Keymate makes identity Organization-aware by linking users to specific positions within a department hierarchy. A user does not hold a flat relationship to an Organization — instead, the user receives an assignment to a particular department (organizational unit) within the hierarchy. This assignment determines which roles apply, which attributes are active, and which context flows into the access token. The platform supports unlimited hierarchical nesting, role inheritance through the department tree, and runtime context switching between assignments.

Why It Exists

Real organizations are not flat. A government agency has directorates, divisions, and branches. A company has business units, departments, and teams. Users operate within specific parts of this hierarchy, and their effective permissions depend on their position. Org-unit-aware identity captures this reality by making the department — not the Organization — the unit of access. This enables authorization decisions that reflect where a user sits in the organizational tree, not which Organization they belong to.

Where It Fits in Keymate

The organization model defines the hierarchical structure of departments within a Tenant. Org-unit-aware identity connects users to specific positions in this hierarchy. The resulting context feeds into token issuance as department claims and into token exchange for runtime context switching. The authorization layer evaluates policies against the department context to produce department-scoped access decisions.

Boundaries

This page covers how department hierarchy shapes identity context and role inheritance. It does not cover:

How It Works

Department Assignments

When a user is assigned to a department, the platform creates an assignment record that captures:

  • The target department within the organizational hierarchy
  • The roles granted to the user in that department
  • Custom attributes specific to this assignment
  • Whether this is the user's default assignment

A user can hold multiple department assignments across the hierarchy. For example, a user might be assigned to both the "Tax Audit" and "Compliance" departments, each with different role sets.

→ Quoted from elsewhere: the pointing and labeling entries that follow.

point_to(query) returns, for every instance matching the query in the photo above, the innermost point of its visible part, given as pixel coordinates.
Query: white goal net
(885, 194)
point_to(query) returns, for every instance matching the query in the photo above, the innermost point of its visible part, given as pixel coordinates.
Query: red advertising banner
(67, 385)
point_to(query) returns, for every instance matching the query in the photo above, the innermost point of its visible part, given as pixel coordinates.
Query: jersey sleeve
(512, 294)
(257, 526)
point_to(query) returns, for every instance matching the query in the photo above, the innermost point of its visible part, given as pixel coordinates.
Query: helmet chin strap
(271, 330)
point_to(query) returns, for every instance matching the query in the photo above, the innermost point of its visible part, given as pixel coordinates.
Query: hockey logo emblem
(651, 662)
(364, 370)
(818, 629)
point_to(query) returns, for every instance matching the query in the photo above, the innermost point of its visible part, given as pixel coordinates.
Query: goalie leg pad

Hierarchical Department Structure

Departments form a tree with unlimited nesting. Each department has a parent (except the root), enabling structures like:

  • Organization (root)
    • Regional Directorate
      • Tax Division
        • Audit Branch
      • Collection Division

The platform traverses this hierarchy for role resolution, administrative scoping, and context-based queries.

Role Inheritance Through the Hierarchy

The department hierarchy enables role inheritance. When the platform resolves a user's effective roles for a department context:

  1. It collects roles from the user's direct assignment to the department
  2. It collects roles defined on the department itself
  3. It walks up the hierarchy to collect roles from each ancestor department

This means a role defined at the "Regional Directorate" level automatically applies to all users in its child departments (Tax Division, Audit Branch, etc.) unless overridden at a lower level.

Organization Ticket and Active Context

When a user selects a department context (at login or via token exchange), the platform creates a session-bound ticket that records the active assignment. This ticket links the user's session to a specific department position and becomes the source of truth for the department context carried in the access token. Only one department context is active per session.

External System Mapping

Departments can carry external identifiers that map to equivalent structures in external systems. This enables synchronization scenarios where the platform's department hierarchy mirrors an external directory or HR system, and user assignments can be mapped or reconciled across systems.

Diagram

Example Scenario

Scenario

A user is assigned to the Audit Branch within the Tax Division. The Tax Division defines an "auditor" role, and the Regional Directorate defines a "staff" role. The user also receives a "senior auditor" role directly on their Audit Branch assignment. The user authenticates and selects the Audit Branch context.

Input

  • Actor: User with an Audit Branch assignment
  • Resource: Access token issuance
  • Action: Authenticate and select Audit Branch as active context
  • Context: Audit Branch has no department-level roles; Tax Division defines "auditor"; Regional Directorate defines "staff"; user has direct "senior auditor" assignment role

Expected Outcome

  • Applied — The user's access token carries three roles for the Audit Branch context: "staff" (inherited from Regional Directorate), "auditor" (inherited from Tax Division), and "senior auditor" (directly assigned)
  • Why: Role resolution walks up the hierarchy from Audit Branch through Tax Division to Regional Directorate, collecting roles at each level and combining them with the user's directly assigned roles

Common Misunderstandings

  • "A user can be active in multiple departments simultaneously" — No. The organization ticket system enforces a single active department context per session. Switching departments requires a token exchange that revokes the previous token.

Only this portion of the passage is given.